TL;DR: I ran into the problem where not even the correct passwords work with any user (aparently the user is accepted since I had the error "wronguser" aka user not found in the database but then I found my mistakes).
I am running my database using MySQL and Apache (using XAMPP). I've tried to rewrite all the names on the database and the main PHP index where the website is with the login inputs on a modal.
mysqli_stmt_bind_param($stmt, "ss", $mailuid, $mailuid);
mysqli_stmt_execute($stmt);
$result = mysqli_stmt_get_result($stmt);
if ($row = mysqli_fetch_assoc($result)) {
$pwdCheck = password_verify($password, $row['Password']); <!-- CHECKS IF INSERTED PASSWORD = DATABASE PASSWORD FOR INSERTED USER -->
if ($pwdCheck == false) { <!-- IF PASSWORD DOESN'T MATCH WITH DATABASE PASSWORD FOR INSERTED USER THEN GO TO THIS "WRONG PASSWORD" ERROR PAGE (KEEPS GOING TO THIS PAGE) -->
header("Location: ../index.php?error=password_errada1");
exit();
}
else if($pwdCheck == true) { <!-- IF THE PASSWORD IS CORRECT THEN OPEN SESSION FOR THE INSERTED USER -->
session_start();
$_SESSION['userId'] = $row['idAluno'];
$_SESSION['userUid'] = $row['NumeroAluno'];
$_SESSION['userPrimeiroNome'] = $row['PrimeiroNome'];
$_SESSION['userUltimoNome'] = $row['UltimoNome'];
$_SESSION['userAno'] = $row['Ano'];
$_SESSION['userTurma'] = $row['Turma'];
$_SESSION['userRequisitou'] = $row['Requisitou'];
header("Location: ../index.php?login=login_sucesso");
exit();
}
Looked for answers and tried to fix it for at least 1 hour now. Sorry if my post is going against any rules that I might not know about. I am so done because I know stuff like this it's always a dumb mistake.
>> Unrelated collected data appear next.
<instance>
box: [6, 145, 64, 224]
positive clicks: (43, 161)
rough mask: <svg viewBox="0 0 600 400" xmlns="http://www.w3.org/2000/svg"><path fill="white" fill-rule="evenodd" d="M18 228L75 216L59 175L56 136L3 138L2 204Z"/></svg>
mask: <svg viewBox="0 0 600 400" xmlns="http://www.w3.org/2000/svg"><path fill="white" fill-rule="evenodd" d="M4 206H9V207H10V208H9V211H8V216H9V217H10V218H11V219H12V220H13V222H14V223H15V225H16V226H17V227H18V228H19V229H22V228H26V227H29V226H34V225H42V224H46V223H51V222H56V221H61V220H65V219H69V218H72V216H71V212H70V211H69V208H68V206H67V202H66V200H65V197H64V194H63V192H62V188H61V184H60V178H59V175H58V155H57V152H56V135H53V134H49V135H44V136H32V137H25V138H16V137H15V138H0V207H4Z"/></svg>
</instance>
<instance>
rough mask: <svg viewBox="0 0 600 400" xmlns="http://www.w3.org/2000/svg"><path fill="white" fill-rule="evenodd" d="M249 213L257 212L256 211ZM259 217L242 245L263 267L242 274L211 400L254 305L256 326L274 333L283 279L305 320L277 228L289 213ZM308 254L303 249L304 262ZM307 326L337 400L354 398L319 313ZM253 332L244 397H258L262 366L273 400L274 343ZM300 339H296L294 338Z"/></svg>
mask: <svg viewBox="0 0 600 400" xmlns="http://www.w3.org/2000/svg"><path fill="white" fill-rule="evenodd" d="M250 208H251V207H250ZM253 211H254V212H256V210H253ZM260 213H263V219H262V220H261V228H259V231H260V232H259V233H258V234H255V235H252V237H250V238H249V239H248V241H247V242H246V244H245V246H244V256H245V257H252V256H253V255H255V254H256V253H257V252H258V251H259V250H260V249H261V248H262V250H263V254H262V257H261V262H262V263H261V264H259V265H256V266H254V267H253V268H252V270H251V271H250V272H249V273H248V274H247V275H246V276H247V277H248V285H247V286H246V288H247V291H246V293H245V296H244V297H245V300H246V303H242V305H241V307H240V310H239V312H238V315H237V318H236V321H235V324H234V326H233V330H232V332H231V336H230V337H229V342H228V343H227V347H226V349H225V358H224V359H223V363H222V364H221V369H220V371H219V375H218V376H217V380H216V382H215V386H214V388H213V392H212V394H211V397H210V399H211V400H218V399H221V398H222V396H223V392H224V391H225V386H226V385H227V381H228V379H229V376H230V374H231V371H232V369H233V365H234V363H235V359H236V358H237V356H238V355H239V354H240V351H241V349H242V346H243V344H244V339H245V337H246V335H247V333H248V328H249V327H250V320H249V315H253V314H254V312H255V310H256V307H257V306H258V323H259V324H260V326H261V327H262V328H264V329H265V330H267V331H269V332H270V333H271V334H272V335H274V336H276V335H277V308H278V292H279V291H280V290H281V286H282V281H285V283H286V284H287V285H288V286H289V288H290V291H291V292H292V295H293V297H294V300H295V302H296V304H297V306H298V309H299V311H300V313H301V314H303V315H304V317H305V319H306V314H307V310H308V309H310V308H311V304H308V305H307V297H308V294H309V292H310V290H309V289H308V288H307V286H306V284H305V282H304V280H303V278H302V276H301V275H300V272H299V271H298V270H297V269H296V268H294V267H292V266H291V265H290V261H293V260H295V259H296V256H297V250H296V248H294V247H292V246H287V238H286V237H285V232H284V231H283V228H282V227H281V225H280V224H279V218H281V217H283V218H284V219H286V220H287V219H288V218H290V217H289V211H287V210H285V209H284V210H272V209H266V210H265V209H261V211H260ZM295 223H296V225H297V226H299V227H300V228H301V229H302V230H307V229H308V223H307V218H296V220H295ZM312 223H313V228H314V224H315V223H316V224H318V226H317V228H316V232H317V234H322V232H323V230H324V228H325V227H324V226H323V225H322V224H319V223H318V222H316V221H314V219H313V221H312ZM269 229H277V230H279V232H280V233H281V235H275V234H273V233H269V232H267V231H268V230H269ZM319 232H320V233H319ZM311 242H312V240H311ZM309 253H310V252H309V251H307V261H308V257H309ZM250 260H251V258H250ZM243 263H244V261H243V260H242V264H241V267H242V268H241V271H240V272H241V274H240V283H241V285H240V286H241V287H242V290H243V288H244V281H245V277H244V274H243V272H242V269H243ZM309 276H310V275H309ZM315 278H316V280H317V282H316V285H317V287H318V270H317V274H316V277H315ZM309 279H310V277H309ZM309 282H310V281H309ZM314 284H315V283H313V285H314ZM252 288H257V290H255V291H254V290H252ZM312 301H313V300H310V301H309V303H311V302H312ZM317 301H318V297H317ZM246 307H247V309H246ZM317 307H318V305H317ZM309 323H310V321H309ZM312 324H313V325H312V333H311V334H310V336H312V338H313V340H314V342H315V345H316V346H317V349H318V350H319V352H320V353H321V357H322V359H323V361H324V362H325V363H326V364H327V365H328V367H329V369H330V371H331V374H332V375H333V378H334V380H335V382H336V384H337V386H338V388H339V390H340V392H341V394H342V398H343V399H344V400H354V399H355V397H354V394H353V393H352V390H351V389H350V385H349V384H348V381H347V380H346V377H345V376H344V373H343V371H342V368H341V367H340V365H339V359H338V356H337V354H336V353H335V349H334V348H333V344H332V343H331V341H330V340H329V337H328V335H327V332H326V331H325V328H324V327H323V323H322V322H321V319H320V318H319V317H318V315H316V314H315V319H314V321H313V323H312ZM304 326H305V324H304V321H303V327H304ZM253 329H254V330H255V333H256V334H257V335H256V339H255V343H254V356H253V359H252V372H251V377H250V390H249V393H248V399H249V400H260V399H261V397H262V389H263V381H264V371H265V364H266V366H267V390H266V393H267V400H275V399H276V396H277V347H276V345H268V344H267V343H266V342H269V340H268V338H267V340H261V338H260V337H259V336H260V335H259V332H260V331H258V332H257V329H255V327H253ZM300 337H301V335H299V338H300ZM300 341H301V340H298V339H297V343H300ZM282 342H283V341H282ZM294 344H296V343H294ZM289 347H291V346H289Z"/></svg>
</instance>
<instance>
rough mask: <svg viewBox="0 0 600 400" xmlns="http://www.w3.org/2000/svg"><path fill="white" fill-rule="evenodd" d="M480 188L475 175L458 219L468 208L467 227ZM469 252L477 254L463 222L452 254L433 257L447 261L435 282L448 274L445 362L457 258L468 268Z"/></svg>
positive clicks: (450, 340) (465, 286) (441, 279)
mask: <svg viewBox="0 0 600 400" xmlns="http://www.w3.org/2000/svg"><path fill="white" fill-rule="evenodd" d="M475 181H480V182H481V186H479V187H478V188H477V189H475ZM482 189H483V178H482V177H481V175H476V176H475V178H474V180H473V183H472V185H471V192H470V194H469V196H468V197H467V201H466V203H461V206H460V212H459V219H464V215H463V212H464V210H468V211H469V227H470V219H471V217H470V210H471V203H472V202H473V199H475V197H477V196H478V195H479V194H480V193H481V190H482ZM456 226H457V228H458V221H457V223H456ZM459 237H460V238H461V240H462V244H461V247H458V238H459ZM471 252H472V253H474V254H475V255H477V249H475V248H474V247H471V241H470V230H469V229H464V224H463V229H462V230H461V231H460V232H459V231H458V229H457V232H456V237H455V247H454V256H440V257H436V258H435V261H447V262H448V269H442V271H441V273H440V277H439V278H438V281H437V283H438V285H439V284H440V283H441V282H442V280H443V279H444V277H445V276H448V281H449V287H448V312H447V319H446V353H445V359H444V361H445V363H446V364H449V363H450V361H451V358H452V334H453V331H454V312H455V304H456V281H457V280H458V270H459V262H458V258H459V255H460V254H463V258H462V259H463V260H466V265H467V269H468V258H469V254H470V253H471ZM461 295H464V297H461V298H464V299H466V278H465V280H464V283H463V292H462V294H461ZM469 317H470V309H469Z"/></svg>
EDIT 1: I can provide more code if wanted.
$servername = "localhost";
$dBUsername = "root";
$dBPassword = "";
$dBName = "loginsystem";
$conn = mysqli_connect($servername, $dBUsername, $dBPassword, $dBName);
if (!$conn) {
die("Erro de conexão: ".mysqli_connect_error());
}dbStructure Code:
CREATE TABLE alunos ( idAluno int(11) NOT NULL, NumeroAluno varchar(7) NOT NULL, Password varchar(50) NOT NULL, Email varchar(50) NOT NULL, PrimeiroNome varchar(25) NOT NULL, UltimoNome varchar(25) NOT NULL, Ano int(2) NOT NULL, Turma varchar(8) NOT NULL, Requisitou int(1) NOT NULL DEFAULT '0' ) ENGINE=InnoDB DEFAULT CHARSET=latin1;
</div>
I was saving the passwords manually using the database page and obviously the passwords were getting saved has plain text and not getting hashed, so when I tried to login using my PHP code the inserted password was getting hashed and the hashed password getting compared to the plain text password.
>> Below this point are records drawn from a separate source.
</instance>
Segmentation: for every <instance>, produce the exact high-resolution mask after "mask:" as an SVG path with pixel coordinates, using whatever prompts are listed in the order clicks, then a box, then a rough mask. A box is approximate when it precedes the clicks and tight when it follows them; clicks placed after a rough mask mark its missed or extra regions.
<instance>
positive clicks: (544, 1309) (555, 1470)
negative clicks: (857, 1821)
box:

Solved this by creating a signup which creates users with hashed passwords so that the PHP compares HASHED / HASHED and not HASHED - NON-HASHED.
Could be solved aswell by not hashing the password anywhere (unsafe but easy).
Your password is not being hashed.
Try replacing the code
if ($pwdCheck == false)
with
if($password != $row['Password'])
If it works, recheck your script where your password is being hashed.
Thanks.
EDIT 1: Please change the else if part as well, and check again. I don't see any other mistakes.
Replace
else if($pwdCheck == true)
with
else if($password == $row['Password'])
This should probably solve your problem.